En effet, malgré le fait que l’Armée Rouge ait occupé toute la région
orientale du continent européen, permettant à Staline d’élargir son
influence et domination, ces pays n’ont pas été intégrés directement à
l’Union Soviétique. Ensemble, ils sont devenus une sorte de « zone
d’amortissement » face à d’éventuelles attaques militaires des
puissances impérialistes occidentales. Mais en même temps ils étaient
séparés les uns des autres. La bureaucratie stalinienne s’opposait à
tout projet de fédération socialiste, comme elle l’avait démontré dans
le cas yougoslave et les pays balkaniques.
Pour s’assurer de sa domination sur les « États satellites », la
bureaucratie du Kremlin leur imposa de lourdes réparations de guerre. La
Hongrie par exemple devait payer 600 millions de dollars, ce qui était
une fortune à l’époque pour une petite nation de près de 10 millions
d’habitants complètement ruinée par la guerre. Autrement dit, les
travailleurs et les masses paysannes pauvres devaient payer pour les
décisions et alliances politiques des classes dominantes locales. Une
aberration totale.
Mais le stalinisme ne s’arrêtait pas là. En Hongrie et ailleurs, il
imposa la fermeture des usines les plus importantes, créa des
« entreprises mixtes » où l’URSS contrôlait à 50% les décisions prises.
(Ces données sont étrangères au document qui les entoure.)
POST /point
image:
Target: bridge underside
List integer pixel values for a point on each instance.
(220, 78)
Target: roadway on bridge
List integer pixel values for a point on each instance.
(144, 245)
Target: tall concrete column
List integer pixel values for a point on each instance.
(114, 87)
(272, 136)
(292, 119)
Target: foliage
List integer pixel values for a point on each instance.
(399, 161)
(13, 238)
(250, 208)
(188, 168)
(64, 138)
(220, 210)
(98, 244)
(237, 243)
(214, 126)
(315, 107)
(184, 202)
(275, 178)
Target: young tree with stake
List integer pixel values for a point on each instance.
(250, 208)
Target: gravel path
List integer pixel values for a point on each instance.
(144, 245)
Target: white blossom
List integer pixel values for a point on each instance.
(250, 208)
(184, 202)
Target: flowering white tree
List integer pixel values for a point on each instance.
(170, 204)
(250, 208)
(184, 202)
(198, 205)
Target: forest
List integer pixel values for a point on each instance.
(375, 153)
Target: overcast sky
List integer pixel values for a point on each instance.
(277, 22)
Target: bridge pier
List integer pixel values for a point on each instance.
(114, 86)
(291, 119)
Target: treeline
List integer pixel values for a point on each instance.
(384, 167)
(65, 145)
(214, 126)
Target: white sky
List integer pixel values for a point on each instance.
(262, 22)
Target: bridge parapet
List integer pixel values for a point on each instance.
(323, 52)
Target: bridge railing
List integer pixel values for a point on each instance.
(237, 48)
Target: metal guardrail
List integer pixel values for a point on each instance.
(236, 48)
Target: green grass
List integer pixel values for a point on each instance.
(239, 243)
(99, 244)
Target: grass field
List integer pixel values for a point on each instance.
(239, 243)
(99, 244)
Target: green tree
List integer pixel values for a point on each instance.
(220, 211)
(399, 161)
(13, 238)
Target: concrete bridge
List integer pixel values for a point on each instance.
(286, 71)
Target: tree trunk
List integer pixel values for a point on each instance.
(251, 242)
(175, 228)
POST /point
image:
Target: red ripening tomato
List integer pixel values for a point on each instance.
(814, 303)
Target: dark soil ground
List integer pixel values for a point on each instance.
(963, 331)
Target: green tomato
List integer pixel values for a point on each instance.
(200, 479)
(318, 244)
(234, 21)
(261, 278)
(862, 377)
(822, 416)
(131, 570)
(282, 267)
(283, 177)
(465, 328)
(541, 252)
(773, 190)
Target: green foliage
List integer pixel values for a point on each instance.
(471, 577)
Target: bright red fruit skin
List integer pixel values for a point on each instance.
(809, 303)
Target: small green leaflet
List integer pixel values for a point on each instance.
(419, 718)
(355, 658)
Le Kremlin imposait des conditions d’échange commercial totalement
défavorables pour les pays « partenaires ». De cette façon la dépendance
économique vis-à-vis de l’URSS était complète.
Cette oppression nationale avait sa traduction aussi sur le plan
culturel. L’art devait respecter strictement la doctrine du « réalisme
socialiste ». La science était soumise aux savoirs développés en Union
Soviétique. L’apprentissage de la langue russe était obligatoire et
celle-ci est pratiquement devenue la seule langue étrangère enseignée
dans les écoles, les lycées et les universités. Le tout était en outre
encadré par la présence permanente de l’Armée Rouge sur le territoire
hongrois.
Il faudrait mentionner ici comment le stalinisme a exploité la
« théorie du socialisme dans un seul pays » ou l’idée utopique et
réactionnaire de la construction d’un « socialisme national ». En effet,
dans une région traversée par des questions nationales non résolues, à
la fin de la Seconde Guerre Mondiale, le discours sur la construction du
« socialisme national » semblait conforme à l’état d’esprit des peuples
d’Europe centrale et de l’Est. Il permettait de construire l’État
national, avec ses frontières délimitées, au prix de nettoyages
ethniques si nécessaire, au nom du « socialisme ». Cependant, cette
soi-disant construction nationale du socialisme devait être subordonnée
aux intérêts de la bureaucratie stalinienne de Moscou. Comme le dit
Georges Kaldy dans son livre Hongrie 1956 : « les États des
démocraties populaires, tout en semblant bâtis sur le même modèle,
étaient cependant restés indépendants. Ils étaient ressemblants mais, en
même temps, coupés les uns des autres. Détail significatif : s’il était
inimaginable pour les citoyens ordinaires de ces pays de se rendre en
Occident, il restait extrêmement difficile même de se rendre d’une
démocratie populaire à l’autre (…) Et si la moindre manifestation de
sentiments anti-russes attirait les foudres, la tolérance était plus
souple vis-à-vis des ressentiments nationaux des uns vis-à-vis des
autres » (p. 40).
De cette façon, le Kremlin s’assurait qu’aucun type d’union entre ces
pays ne surgirait et qu’ils resteraient atomisés face à l’URSS. La
remise en cause, même très partielle, de cette subordination était
qualifiée de « déviation nationaliste », de « titisme ». Effectivement,
la haine populaire, les frustrations, la misère, étaient vers 1956 trop
grandes, contre un régime dirigé littéralement par des criminels et des
contre-révolutionnaires.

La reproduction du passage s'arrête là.